Pues bien, se ve que desde la teología no es posible dejar de hacer política. Dicho de otra manera, eso de que la religión ha de quedar para la sacristía, es como decir que la política es solo para los políticos. Ni una ni otra cosa es posible, pues si como creyentes pensamos una cosa y como ciudadanos nos hacen comulgar con ruedas de molino, el resultado no es otro que vivir descentrado, es decir, en pecado.
Una vez realizada la oportuna aclaración, comento el motivo de esta reflexión, que pudiera parecer política, pero que sin embargo, es también religiosa. Pervertir la inocencia es uno de los mayores pecados de la humanidad. El reino de los cielos, es decir, la felicidad en este mundo, es del inocente. Quien mata la inocencia, mata algo sagrado del ser humano.

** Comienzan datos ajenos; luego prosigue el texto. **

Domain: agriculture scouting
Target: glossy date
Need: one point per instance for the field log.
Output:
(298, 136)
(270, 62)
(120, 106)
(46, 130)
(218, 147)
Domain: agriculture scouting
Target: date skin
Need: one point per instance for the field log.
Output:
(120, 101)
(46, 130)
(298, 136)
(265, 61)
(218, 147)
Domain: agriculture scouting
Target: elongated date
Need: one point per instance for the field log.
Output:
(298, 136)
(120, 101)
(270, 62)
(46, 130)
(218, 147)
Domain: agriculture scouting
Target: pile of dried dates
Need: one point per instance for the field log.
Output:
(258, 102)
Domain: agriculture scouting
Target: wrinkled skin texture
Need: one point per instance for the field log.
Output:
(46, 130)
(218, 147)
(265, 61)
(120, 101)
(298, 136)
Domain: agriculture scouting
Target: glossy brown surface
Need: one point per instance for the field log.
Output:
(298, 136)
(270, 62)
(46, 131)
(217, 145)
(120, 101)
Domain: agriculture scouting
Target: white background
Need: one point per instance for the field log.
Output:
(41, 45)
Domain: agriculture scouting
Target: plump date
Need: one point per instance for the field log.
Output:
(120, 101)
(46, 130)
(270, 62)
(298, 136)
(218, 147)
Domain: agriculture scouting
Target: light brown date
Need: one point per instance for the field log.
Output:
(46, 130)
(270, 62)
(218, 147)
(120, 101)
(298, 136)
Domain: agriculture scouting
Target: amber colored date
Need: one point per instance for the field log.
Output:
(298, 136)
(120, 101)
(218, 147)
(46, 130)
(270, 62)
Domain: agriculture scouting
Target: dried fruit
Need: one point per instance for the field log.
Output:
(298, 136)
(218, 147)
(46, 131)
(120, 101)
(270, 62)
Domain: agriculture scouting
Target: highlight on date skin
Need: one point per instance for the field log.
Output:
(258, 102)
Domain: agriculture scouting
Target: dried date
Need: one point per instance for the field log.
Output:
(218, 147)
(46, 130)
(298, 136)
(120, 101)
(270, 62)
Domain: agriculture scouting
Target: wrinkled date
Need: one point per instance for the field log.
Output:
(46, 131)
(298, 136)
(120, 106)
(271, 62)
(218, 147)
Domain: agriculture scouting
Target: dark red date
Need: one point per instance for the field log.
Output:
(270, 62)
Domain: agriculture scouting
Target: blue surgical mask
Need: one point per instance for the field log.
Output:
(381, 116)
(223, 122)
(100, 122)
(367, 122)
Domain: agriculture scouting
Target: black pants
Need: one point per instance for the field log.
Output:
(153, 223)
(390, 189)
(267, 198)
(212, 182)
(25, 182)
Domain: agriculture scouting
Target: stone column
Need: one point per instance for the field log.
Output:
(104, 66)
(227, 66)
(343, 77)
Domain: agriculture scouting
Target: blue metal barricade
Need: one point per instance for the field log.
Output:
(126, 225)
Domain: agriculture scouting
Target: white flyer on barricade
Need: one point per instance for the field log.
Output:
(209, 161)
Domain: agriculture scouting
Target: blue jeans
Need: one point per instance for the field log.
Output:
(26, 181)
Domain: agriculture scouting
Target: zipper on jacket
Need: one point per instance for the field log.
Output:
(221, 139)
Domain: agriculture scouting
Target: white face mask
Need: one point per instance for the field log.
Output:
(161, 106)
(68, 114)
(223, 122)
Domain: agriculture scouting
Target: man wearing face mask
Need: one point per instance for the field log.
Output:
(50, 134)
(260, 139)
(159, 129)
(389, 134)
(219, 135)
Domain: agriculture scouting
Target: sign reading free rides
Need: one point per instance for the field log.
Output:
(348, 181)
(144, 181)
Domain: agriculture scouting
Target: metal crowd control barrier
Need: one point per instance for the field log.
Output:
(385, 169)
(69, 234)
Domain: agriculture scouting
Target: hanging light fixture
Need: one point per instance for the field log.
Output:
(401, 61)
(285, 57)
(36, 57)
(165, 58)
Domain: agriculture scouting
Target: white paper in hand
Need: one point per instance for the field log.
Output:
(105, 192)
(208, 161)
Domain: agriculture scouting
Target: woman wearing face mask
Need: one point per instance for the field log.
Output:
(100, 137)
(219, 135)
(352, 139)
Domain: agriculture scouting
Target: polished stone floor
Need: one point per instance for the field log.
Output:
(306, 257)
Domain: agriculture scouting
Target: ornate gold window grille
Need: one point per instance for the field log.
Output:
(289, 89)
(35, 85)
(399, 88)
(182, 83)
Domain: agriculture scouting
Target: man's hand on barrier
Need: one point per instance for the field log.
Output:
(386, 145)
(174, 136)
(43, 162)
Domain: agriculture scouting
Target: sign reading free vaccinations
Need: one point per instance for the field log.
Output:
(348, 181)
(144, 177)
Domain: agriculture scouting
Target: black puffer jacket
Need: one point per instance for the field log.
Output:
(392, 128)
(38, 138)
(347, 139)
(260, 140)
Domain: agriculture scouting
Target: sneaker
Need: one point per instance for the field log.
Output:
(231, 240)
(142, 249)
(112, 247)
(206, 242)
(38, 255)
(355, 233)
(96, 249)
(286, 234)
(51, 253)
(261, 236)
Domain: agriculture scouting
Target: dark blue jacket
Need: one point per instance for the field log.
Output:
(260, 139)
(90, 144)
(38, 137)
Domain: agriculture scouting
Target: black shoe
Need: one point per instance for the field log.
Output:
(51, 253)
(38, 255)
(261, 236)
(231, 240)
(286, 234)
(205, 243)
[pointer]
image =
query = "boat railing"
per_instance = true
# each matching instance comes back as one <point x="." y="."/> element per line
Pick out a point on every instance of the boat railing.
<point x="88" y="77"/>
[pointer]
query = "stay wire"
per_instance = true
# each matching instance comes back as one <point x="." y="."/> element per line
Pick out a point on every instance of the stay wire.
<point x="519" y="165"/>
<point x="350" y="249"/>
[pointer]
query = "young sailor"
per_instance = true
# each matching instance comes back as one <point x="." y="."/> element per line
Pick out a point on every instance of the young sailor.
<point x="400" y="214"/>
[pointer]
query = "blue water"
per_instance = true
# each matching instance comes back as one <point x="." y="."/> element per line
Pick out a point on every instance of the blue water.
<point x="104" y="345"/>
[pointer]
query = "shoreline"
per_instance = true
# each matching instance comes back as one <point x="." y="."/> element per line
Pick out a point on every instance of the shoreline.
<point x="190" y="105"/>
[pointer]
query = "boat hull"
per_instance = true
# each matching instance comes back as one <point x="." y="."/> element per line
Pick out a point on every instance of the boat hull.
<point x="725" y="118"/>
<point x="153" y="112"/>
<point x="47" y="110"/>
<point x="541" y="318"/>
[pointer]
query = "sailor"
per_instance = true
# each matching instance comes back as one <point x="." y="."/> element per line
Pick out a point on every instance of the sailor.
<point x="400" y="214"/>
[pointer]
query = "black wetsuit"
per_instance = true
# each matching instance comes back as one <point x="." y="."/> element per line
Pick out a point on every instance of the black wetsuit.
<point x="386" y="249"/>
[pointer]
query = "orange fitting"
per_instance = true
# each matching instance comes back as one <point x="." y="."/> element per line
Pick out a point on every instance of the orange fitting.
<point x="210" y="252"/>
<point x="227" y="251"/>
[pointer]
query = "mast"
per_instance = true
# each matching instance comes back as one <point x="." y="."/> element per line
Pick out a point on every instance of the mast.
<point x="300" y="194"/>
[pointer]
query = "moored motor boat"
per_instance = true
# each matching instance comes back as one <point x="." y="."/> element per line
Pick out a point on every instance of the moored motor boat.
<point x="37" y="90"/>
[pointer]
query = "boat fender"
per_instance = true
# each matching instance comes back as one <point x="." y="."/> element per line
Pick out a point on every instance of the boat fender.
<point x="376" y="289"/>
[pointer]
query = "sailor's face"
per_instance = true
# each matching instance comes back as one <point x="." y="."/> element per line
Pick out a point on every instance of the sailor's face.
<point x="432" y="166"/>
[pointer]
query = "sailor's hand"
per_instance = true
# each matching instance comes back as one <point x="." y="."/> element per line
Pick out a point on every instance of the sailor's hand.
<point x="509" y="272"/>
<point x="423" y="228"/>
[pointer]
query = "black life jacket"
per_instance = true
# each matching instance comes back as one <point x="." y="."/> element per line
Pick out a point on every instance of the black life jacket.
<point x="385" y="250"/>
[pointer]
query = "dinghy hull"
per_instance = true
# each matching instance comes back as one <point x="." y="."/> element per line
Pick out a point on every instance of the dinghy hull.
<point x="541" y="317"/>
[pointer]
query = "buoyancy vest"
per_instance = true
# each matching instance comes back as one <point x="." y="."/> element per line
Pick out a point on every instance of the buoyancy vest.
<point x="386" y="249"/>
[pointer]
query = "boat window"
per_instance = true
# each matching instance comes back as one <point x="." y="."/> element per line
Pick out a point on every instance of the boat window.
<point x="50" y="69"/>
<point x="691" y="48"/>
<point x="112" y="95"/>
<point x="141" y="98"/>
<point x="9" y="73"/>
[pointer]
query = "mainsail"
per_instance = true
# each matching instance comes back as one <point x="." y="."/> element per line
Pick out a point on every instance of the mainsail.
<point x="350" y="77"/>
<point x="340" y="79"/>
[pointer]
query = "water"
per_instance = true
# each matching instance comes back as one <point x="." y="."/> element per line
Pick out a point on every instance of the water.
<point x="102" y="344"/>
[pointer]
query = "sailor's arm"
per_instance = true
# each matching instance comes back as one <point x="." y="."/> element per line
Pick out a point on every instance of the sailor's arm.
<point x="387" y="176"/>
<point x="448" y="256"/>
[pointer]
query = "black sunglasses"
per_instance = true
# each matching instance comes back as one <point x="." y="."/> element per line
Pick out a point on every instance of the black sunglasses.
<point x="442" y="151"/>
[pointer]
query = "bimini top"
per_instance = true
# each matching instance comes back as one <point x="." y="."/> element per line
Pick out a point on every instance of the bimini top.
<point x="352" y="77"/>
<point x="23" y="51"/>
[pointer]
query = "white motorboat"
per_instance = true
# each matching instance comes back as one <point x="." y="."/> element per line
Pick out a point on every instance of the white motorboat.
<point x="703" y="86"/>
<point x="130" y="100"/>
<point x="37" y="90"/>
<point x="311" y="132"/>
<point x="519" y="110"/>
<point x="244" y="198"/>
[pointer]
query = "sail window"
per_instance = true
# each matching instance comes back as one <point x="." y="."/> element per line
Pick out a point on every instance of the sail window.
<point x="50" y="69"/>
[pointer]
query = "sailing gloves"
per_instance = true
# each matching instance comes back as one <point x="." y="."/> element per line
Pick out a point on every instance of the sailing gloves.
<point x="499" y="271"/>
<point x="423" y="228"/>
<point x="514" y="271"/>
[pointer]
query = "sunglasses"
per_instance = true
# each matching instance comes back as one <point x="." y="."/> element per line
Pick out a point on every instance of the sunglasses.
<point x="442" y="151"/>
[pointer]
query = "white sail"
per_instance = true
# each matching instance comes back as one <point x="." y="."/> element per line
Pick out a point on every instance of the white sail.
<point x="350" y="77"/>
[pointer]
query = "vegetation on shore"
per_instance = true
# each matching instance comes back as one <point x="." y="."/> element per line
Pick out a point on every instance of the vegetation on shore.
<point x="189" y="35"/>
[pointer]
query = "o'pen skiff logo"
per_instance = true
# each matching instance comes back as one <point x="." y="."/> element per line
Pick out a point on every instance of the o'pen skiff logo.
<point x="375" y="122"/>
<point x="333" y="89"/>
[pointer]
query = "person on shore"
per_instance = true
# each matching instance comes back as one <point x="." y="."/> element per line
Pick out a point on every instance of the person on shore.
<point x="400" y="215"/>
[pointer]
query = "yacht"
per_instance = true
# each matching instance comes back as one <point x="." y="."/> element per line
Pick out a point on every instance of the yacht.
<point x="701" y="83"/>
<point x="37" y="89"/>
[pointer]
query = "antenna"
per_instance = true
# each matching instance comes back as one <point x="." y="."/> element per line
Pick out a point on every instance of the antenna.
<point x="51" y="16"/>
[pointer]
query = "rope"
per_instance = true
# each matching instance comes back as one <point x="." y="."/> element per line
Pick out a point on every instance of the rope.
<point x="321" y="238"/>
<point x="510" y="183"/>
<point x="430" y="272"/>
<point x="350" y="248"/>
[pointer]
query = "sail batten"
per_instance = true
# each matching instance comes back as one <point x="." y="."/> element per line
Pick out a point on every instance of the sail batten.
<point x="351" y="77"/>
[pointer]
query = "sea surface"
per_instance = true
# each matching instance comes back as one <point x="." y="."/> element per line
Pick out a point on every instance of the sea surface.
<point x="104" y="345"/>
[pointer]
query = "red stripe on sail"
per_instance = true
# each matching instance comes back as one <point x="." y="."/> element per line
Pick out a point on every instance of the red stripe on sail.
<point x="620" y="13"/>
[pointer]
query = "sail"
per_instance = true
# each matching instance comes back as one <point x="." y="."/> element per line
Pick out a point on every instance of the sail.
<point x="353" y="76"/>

Y aterrizando diré: Ya se ha pretendido matar una de las tradiciones más hermosas, como es la creencia en los reyes magos, haciendo que los niños se pregunten por el esperpento que les presentaron con las cabalgatas últimas.
Ahora se van minando las tradiciones, tratando de mostrar que aquellos cuentos de nuestra infancia era auténticos desatinos, donde la buena era la bruja, y el malvado era el príncipe, que ese sí que era azul y no rojo.
La justicia nos la presentan con un juez ahorcado, la creencia con una monja embarazada, la vida con una mujer que aborta, la convivencia con exaltaciones al terrorismo y la matanza a los inocentes… y todo ello, a través de un espectáculo titiritero donde los espectadores no daban crédito a lo que estaban viendo.
¡Ya está bien! Y ahora escuchamos voces que se camuflan denunciando lo sucedido pero, se indignan, más por lo que vaya a hacer la justicia con los responsables, que lo que de hecho ya han realizado los titiriteros con nuestros pequeños ¿Se imagina el lector un hecho así en otro país democrático? Como no quiero vivir descentrado, aunque algunos lo pretendan, quiero dejar constancia en estas reflexiones teológicas de mi indignación por estos hechos, que lejos de estar al margen de lo religioso, atacan al centro neurálgico de nuestras tradiciones y no para mejorarlas (que es necesario y en ello estamos), sino para destruirlas. Al menos eso es lo que parece pretenden algunos gobernantes actuales, gobernando para provocar el desgobierno.